Learning to See

DrawingI’ve been afraid of drawing for as long as I can remember. I don’t recall anyone telling me that I wasn’t good at it (though that may be buried under some dark ocean currents), but I always noticed how little my drawings resembled those done by my friends, for whom perfect likenesses of fruit bowls and tigers seemed as easy as breathing. This didn’t feel good. I honestly think I must have been overwhelmed by trying to take in all the lines and shades and proportions of an object all at the same time. It felt like a language I didn’t speak, something I couldn’t grasp with my hands (incidentally, I still feel the same way about music and math). So I took shortcuts, and I just didn’t draw, for years and years. I took a few classes here and there, but I think I was too intimidated by all the other students, who were very kind to me, but who seemed to produce beautiful drawings effortlessly, while even my most focused attempts resulted in something that did not look at all like I wanted it to. My fear of drawing kept me from painting for most of my life too–if you can’t draw something, how can you paint it? In the past five years or so, I have really embraced so many things that I didn’t think I could do, and it has made my life so much richer. But drawing was the last holdout.
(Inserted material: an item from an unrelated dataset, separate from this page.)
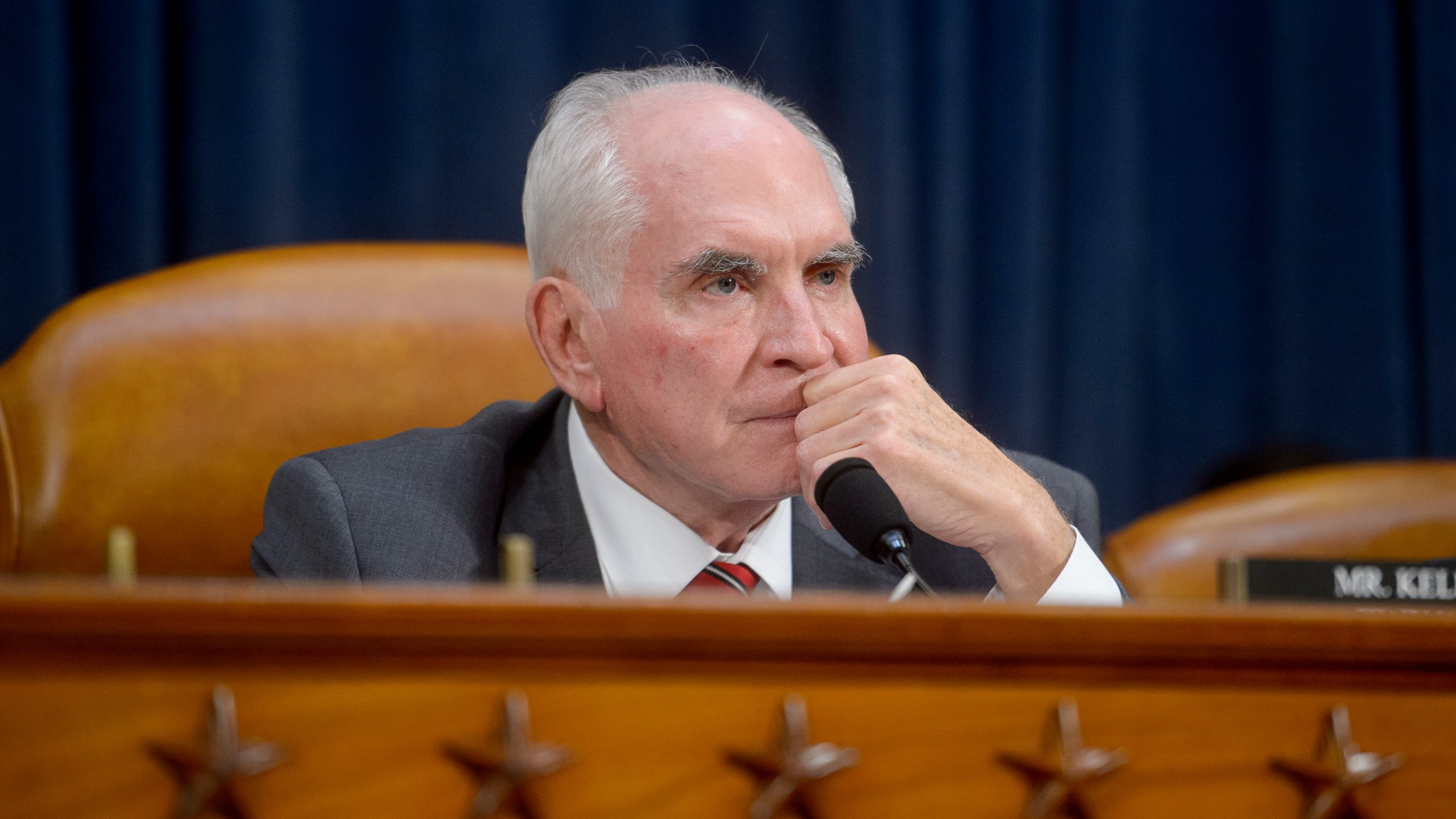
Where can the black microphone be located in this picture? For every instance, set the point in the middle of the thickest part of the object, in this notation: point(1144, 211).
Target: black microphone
point(867, 514)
In my painting class, we were asked to do a bit of freeform sketching to gather ideas for our paintings. When I heard this instruction, my heart sank. I put it off for days. And then I bought a sketchbook. I found my favorite pencils and erasers. And I started trying to see. I think my only real hindrance is impatience–it just takes time to see the lines and the shading and the size of what you are drawing relative to everything else in the field of view. I find that thought comforting. I am still just getting started, but I wanted to share this little sketch. I went to the zoo in Santa Barbara, which was really lovely, and I was so taken with the elephants. I sat down on a bench and got out my pencils and tried my hardest to see. I don’t by any means think this is a masterpiece, but it looks like an elephant, and that is a victory for me. I am especially happy with the eye and the fuzz on top of the head. And maybe those reverse kneecaps. I wonder if I would ever have noticed them otherwise. I am so happy that I somehow worked up the courage to try to record them.